Desde o início da crise financeira internacional que abalou o mundo em 2009, a Vale passou a cobrar aluguel de suas locomotivas cedidas à FCA para tração dos trens de grãos, sendo que o ponto de intercâmbio de vagões na rota do sertão ficou estabelecido na estação de Capitão Eduardo, em Santa Luzia MG. A FCA, então, alocou as GT26CU-2 na região acima de Capitão Eduardo, fazendo a tração de todos os trens pesados na região. Mas os excessivo problemas apresentados pelas velhas GT26 na tração de trens pesados, aliados ao grande número de vagões de soja que se acumulavam diariamente no apertado pátio de Capitão Eduardo, fizeram com a FCA e Vale decidissem por retomada dos trens "direto". Esses trens saem completos do pátio de Wilson Lobato para Vitória ES. Com isso, as locomotivas Dash 9 e DDM45 voltaram a visitar a região do sertão. Hoje o cargueiro J (soja) estava sendo liderado pela DDM45 #832 e a BB40-9W #1159, ambas tracionando de ré rumo a Costa Lacerda, onde serão viradas no girador de locomotivas, ou serão substituídas por outras, que levarão o trem até o porto de Tubarão, em Vitória ES.
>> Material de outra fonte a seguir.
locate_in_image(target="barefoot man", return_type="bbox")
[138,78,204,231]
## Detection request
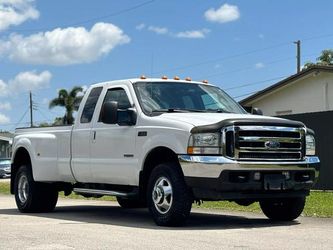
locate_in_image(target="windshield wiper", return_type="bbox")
[151,108,206,113]
[206,109,233,114]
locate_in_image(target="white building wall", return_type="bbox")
[247,72,333,116]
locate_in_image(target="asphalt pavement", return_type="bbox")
[0,195,333,250]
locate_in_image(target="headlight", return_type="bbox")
[305,135,316,155]
[187,133,221,155]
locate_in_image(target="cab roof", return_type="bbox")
[91,78,212,87]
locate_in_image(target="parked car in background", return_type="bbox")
[0,158,11,178]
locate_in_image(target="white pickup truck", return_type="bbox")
[11,77,319,226]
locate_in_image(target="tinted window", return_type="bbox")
[134,82,245,114]
[80,87,103,123]
[100,88,131,124]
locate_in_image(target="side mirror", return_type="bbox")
[101,102,118,124]
[251,108,263,115]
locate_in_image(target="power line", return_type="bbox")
[224,75,289,90]
[4,0,156,33]
[154,42,291,74]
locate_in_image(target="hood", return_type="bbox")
[160,113,278,127]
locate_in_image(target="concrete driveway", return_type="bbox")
[0,195,333,250]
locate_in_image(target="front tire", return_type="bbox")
[147,163,193,226]
[14,165,58,213]
[260,197,306,221]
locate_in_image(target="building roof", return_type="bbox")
[239,65,333,106]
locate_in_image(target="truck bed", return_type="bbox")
[14,125,74,182]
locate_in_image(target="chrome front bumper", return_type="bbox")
[178,155,320,179]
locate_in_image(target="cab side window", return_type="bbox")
[80,87,103,123]
[103,88,131,109]
[99,88,132,125]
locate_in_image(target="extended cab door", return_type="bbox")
[91,85,138,185]
[71,87,103,182]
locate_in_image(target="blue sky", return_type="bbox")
[0,0,333,130]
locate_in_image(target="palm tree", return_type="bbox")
[49,86,83,124]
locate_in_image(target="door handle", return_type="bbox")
[93,131,96,142]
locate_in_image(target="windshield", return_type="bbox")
[134,82,246,114]
[0,159,11,165]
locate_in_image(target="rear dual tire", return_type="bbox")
[14,165,58,213]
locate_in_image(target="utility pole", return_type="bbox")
[294,40,301,73]
[30,91,34,127]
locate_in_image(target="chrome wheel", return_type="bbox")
[18,175,29,203]
[152,177,173,214]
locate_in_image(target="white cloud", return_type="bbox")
[0,71,52,96]
[254,62,265,69]
[205,3,240,23]
[0,0,39,31]
[148,26,169,35]
[0,113,10,124]
[0,23,130,65]
[0,102,12,111]
[143,25,210,39]
[176,29,210,38]
[135,23,146,30]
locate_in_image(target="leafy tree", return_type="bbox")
[303,49,333,69]
[49,86,83,124]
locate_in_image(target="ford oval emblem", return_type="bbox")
[265,141,280,149]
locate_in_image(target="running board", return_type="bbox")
[73,188,137,197]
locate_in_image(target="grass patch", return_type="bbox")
[0,182,10,194]
[0,182,333,217]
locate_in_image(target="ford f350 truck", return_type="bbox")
[11,77,319,226]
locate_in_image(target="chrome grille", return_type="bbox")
[222,126,305,161]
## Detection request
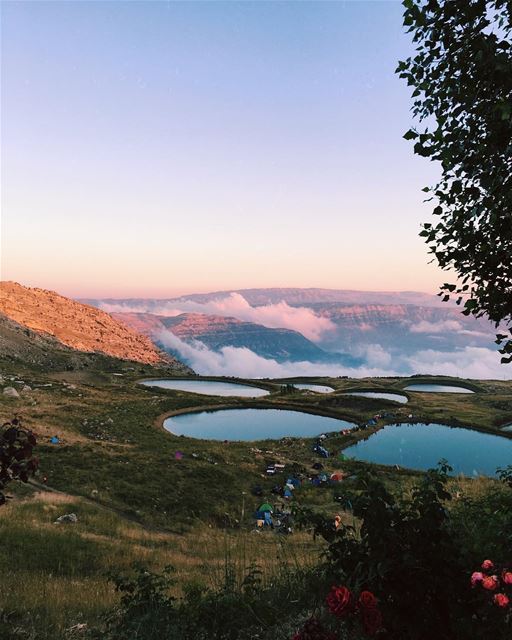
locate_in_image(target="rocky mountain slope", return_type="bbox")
[84,287,446,311]
[0,282,188,365]
[112,312,358,362]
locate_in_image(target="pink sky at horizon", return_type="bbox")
[0,0,448,298]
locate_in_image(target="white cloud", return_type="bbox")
[101,293,336,342]
[409,320,462,333]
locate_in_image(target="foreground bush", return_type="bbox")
[95,465,512,640]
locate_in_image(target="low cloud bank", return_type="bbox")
[101,293,336,342]
[158,331,512,379]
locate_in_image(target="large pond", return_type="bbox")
[293,383,334,393]
[343,424,512,476]
[404,384,475,393]
[344,391,408,404]
[141,380,270,398]
[164,409,354,440]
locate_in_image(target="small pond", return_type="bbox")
[141,380,270,398]
[164,409,354,440]
[343,391,408,404]
[293,383,334,393]
[343,423,512,476]
[404,384,475,393]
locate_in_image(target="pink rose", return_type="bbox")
[494,593,510,608]
[325,586,354,618]
[471,571,484,587]
[482,576,498,591]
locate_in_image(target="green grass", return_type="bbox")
[0,362,512,640]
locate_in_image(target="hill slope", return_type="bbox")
[0,282,187,364]
[112,312,352,362]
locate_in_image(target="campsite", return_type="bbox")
[0,356,512,640]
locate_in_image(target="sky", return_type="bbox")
[1,0,446,297]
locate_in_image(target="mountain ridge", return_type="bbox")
[0,281,189,365]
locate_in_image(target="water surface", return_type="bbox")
[343,391,408,404]
[141,380,270,398]
[404,384,475,393]
[343,423,512,476]
[164,409,354,440]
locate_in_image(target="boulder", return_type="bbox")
[4,387,20,398]
[53,513,78,524]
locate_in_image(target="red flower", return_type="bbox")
[482,576,498,591]
[501,569,512,584]
[361,607,382,636]
[359,591,377,609]
[494,593,510,607]
[325,586,354,618]
[471,571,484,587]
[292,618,336,640]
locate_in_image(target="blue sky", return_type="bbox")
[2,1,444,296]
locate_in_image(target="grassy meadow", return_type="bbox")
[0,362,512,640]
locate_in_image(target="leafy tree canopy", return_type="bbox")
[397,0,512,362]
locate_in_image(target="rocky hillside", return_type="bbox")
[0,282,186,364]
[112,313,356,362]
[84,287,446,313]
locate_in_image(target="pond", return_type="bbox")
[404,384,475,393]
[293,383,334,393]
[343,391,408,404]
[141,380,270,398]
[164,409,354,440]
[343,423,512,476]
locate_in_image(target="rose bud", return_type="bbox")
[494,593,510,608]
[482,576,498,591]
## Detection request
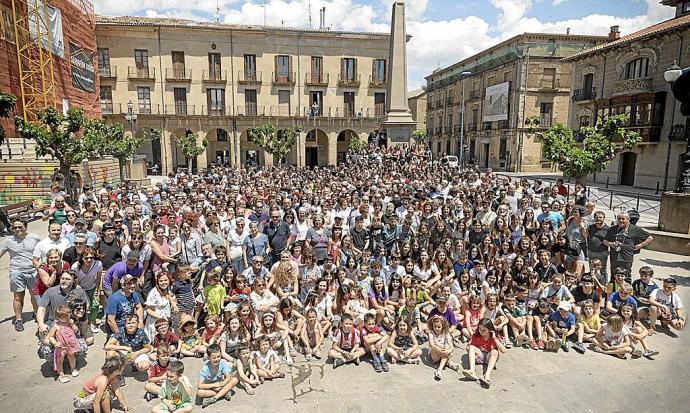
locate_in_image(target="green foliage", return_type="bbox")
[536,115,640,178]
[247,123,302,164]
[412,129,427,144]
[350,135,368,152]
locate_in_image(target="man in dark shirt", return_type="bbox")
[604,212,654,282]
[264,209,290,265]
[587,211,609,277]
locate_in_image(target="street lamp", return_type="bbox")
[458,71,472,170]
[664,61,690,194]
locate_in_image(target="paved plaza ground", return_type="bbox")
[0,217,690,413]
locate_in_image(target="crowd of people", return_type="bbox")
[0,143,685,412]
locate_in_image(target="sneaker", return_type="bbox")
[371,360,381,373]
[462,370,479,381]
[201,397,218,408]
[381,360,390,373]
[573,342,587,354]
[642,350,659,357]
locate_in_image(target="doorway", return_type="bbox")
[620,152,637,186]
[304,148,319,168]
domingo, 25 de abril de 2010

O TRISTE FIM DE UMA GUERREIRA


Abandonada à própria sorte no distante pátio ferroviário de Batista Frazão, em Iraí de Minas, a DDM45 4292, ex EFVM 802, está sendo destruída sem que a FCA e a Vale tomem a iniciativa de levá-la para um local seguro. Ela foi encostada naquele pátio depois que sofreu um incêndio no compartimento do motor. Não se sabe a razão que fez a empresa decidir pela remoção do motor naquela distante localidade e deixar para trás a locomotiva. Depois que a FCA fechou a estação de Batista Frazão, a locomotiva virou alvo de vândalos e cobiçadores de material de sucata. Informações colhidas na região atestam peças delas foram encontradas em ferros-velho na distante cidade de Araguari, MG e que teriam sido vendidas por funcionários da própria FCA.
Se a situação dessa locomotiva é uma tristeza para nós, para a FCA e Vale se traduz em descaso para com sua própria história, já que a DDM45 simbolizou a entrada da EFVM na modernidade da tração diesel de grande capacidade.
A 4292 deveria ser levada para as oficinas da Vale em Tubarão para ser reformada e pintada nas cores originais da EFVM. Em seguida, deveria ser enviada ao museu ferroviário de Pedro Nolasco, onde teria um fim digno da guerreira que foi durante todos esses anos, ajudando a Vale a chegar onde chegou.